In this way, the patient is made to feel full much sooner than they normally would, which makes them want to eat a lot less. However, because this process causes initial damage to the gastrointestinal system, Susan had to follow a very specific diet, so as to avoid damaging her insides by stretching the stomach too far, which could reopen the surgery wound.
Following a successful surgery, intertwined with strict obedience to the doctor’s advice in regards to what she can eat, and what kind of exercise she must engage in, Susan managed to drop a significant 200lbs (90kgs). However, she was only half-way done with her transformation at that time.
With her stomach feeling full a lot sooner, and seeing the impressive results of her previous efforts, Farmer managed to lose another full 200lbs (90kgs) throughout the remainder of the year during which she was filmed, eventually also having surgery to remove the excess skin and fatty tissue, dropping another 46lbs (21kgs).
Having lost 446lbs (202kgs), Susan went from weighing 607lbs (275kgs) to only 161lbs (73kgs) – a rather unexpected weight that no one thought achievable for her. She ultimately left the show a happy and satisfied woman, and reportedly also managed to keep her weight down throughout 2022.
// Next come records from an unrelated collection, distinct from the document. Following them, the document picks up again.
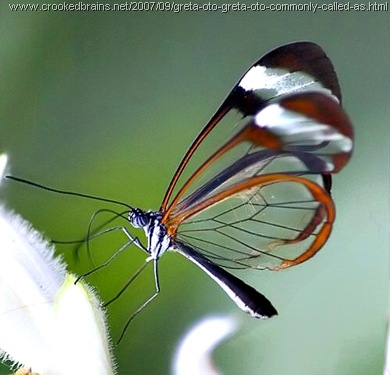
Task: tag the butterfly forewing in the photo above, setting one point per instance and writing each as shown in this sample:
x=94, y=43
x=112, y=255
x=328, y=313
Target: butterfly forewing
x=267, y=209
x=292, y=68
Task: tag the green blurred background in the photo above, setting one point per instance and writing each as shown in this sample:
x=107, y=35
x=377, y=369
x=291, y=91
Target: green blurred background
x=106, y=103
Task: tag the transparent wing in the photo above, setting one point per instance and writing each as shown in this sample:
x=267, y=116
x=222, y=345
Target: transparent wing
x=268, y=207
x=289, y=69
x=273, y=221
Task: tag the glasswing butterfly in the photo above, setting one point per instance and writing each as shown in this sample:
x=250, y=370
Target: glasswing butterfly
x=269, y=205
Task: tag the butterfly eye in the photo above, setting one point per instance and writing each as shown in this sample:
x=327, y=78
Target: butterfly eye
x=138, y=218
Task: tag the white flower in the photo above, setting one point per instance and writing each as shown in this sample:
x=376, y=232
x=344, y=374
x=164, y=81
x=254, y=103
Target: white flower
x=193, y=355
x=47, y=323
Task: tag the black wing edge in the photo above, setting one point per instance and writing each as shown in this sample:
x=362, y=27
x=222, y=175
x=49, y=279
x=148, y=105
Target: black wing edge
x=246, y=297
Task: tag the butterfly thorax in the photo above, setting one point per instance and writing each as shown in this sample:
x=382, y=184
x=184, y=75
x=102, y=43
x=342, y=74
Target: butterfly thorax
x=156, y=233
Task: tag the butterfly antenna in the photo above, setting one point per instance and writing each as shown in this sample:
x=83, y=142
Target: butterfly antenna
x=65, y=192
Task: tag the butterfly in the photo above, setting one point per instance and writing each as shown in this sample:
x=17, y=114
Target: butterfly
x=269, y=206
x=262, y=198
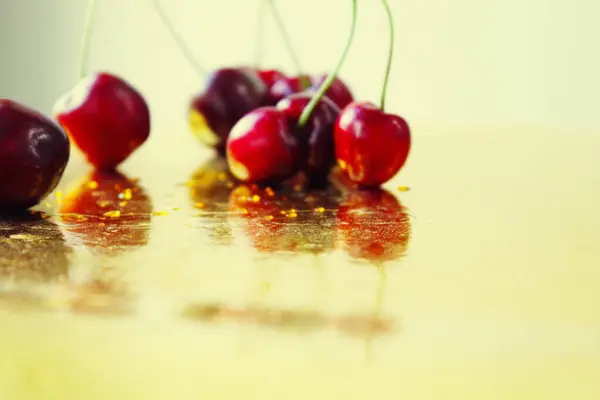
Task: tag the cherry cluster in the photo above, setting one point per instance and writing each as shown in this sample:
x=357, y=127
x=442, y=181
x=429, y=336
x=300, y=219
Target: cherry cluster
x=269, y=126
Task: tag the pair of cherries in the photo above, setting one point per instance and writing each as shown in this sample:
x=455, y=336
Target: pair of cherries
x=103, y=115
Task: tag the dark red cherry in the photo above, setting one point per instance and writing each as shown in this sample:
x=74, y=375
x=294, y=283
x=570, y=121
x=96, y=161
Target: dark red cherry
x=370, y=145
x=34, y=152
x=106, y=118
x=262, y=148
x=374, y=226
x=108, y=210
x=229, y=94
x=316, y=137
x=338, y=92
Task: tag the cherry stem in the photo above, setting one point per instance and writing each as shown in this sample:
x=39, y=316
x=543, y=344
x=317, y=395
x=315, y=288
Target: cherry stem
x=332, y=76
x=388, y=11
x=84, y=53
x=260, y=35
x=187, y=53
x=288, y=43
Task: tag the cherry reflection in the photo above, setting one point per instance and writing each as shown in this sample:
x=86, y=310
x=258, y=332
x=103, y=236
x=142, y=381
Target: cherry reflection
x=108, y=211
x=209, y=189
x=373, y=225
x=33, y=250
x=287, y=220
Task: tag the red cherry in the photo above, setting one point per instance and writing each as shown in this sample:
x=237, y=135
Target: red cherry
x=229, y=94
x=106, y=118
x=34, y=152
x=338, y=92
x=262, y=148
x=108, y=210
x=374, y=225
x=279, y=85
x=316, y=137
x=370, y=145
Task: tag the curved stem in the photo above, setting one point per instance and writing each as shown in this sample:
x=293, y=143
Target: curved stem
x=187, y=53
x=260, y=34
x=327, y=83
x=84, y=53
x=288, y=43
x=388, y=11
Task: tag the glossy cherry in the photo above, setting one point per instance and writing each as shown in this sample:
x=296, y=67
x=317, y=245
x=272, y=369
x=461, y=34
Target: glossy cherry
x=262, y=147
x=371, y=145
x=374, y=226
x=229, y=94
x=106, y=118
x=34, y=152
x=338, y=92
x=316, y=136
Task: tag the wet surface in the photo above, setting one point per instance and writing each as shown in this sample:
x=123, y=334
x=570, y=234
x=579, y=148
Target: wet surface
x=470, y=264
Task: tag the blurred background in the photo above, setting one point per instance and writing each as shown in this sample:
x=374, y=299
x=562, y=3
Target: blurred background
x=459, y=62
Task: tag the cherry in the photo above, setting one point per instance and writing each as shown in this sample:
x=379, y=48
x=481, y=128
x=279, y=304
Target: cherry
x=34, y=152
x=370, y=145
x=106, y=118
x=229, y=94
x=262, y=148
x=108, y=210
x=338, y=92
x=374, y=225
x=316, y=137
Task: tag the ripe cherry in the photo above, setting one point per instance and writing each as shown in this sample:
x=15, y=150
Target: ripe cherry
x=338, y=92
x=109, y=211
x=370, y=145
x=374, y=226
x=34, y=152
x=106, y=118
x=316, y=136
x=262, y=148
x=229, y=94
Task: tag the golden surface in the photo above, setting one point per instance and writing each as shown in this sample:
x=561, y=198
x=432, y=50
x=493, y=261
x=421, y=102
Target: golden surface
x=476, y=276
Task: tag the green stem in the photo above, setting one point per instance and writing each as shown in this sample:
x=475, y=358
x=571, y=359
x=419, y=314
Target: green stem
x=288, y=44
x=84, y=53
x=260, y=34
x=327, y=83
x=388, y=11
x=187, y=53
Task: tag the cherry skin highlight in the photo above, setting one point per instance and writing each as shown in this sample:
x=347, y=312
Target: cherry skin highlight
x=316, y=137
x=370, y=145
x=106, y=118
x=34, y=152
x=262, y=148
x=338, y=92
x=229, y=94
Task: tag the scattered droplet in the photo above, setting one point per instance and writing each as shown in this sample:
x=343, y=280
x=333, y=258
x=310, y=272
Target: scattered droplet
x=92, y=185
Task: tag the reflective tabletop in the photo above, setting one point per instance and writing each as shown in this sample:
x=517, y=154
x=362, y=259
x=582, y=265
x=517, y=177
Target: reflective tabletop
x=474, y=274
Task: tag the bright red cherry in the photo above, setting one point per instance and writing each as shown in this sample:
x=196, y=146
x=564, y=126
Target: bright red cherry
x=316, y=137
x=106, y=118
x=370, y=145
x=338, y=92
x=229, y=94
x=108, y=210
x=34, y=152
x=374, y=225
x=262, y=148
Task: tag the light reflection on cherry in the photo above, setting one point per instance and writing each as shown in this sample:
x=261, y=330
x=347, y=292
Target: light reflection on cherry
x=108, y=211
Why was she acting like a toddler?
In spite of her awe-inspiring achievement in the series, fans were quick to notice that Susan was behaving in an unbecoming manner towards the series’ crew, her mother, and others who were trying to help her. These emotional outbursts seemingly came out of nowhere, especially in situations where she had to give up an old habit.
While it can’t be excused that a 37-year-old woman behaves like a spoiled child, it’s understandable that someone going through such extreme changes will do and say things they never have before.
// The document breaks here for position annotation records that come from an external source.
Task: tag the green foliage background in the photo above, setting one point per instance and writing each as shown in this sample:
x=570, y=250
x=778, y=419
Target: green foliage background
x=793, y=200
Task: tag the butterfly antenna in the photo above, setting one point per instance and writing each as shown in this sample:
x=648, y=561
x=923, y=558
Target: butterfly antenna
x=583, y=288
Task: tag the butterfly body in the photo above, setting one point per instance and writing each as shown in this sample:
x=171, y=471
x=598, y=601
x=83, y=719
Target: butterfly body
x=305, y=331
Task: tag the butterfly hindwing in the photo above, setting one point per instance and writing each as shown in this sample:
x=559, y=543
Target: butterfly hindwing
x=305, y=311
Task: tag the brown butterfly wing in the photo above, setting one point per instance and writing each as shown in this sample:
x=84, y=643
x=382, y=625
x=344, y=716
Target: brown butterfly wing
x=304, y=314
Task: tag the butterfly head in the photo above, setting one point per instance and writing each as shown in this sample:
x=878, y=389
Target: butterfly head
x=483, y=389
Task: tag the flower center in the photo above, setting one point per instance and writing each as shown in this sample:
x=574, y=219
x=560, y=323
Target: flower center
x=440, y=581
My 600-lb Life’s Susan Farmer Tries on Jeans for First Time in Decades After Losing 400… https://t.co/8diCTC38Gd pic.twitter.com/wCHC0xTAWt
— Actor Headshots NYC (@ActorHeadshot) April 20, 2016
More importantly, however, it’s much more likely that the reason for Farmer’s lack of appropriate behavior and respect for those around her simply comes from the fact that she had no respect for her own self for a very long time, and some of the reality pills were too hard to swallow early on.
Whatever the reason may be for how she acted, it’s undeniable that she’s now in a much better place, and along with a greatly improved life, it’s widely believed that her behavior is much more acceptable as well, at least in early 2023. Until some sort of media coverage is released to confirm or deny this assumption, series’ fans can only speculate as to whether Susan has improved in this field. Her significant increase in self-respect should really help this situation.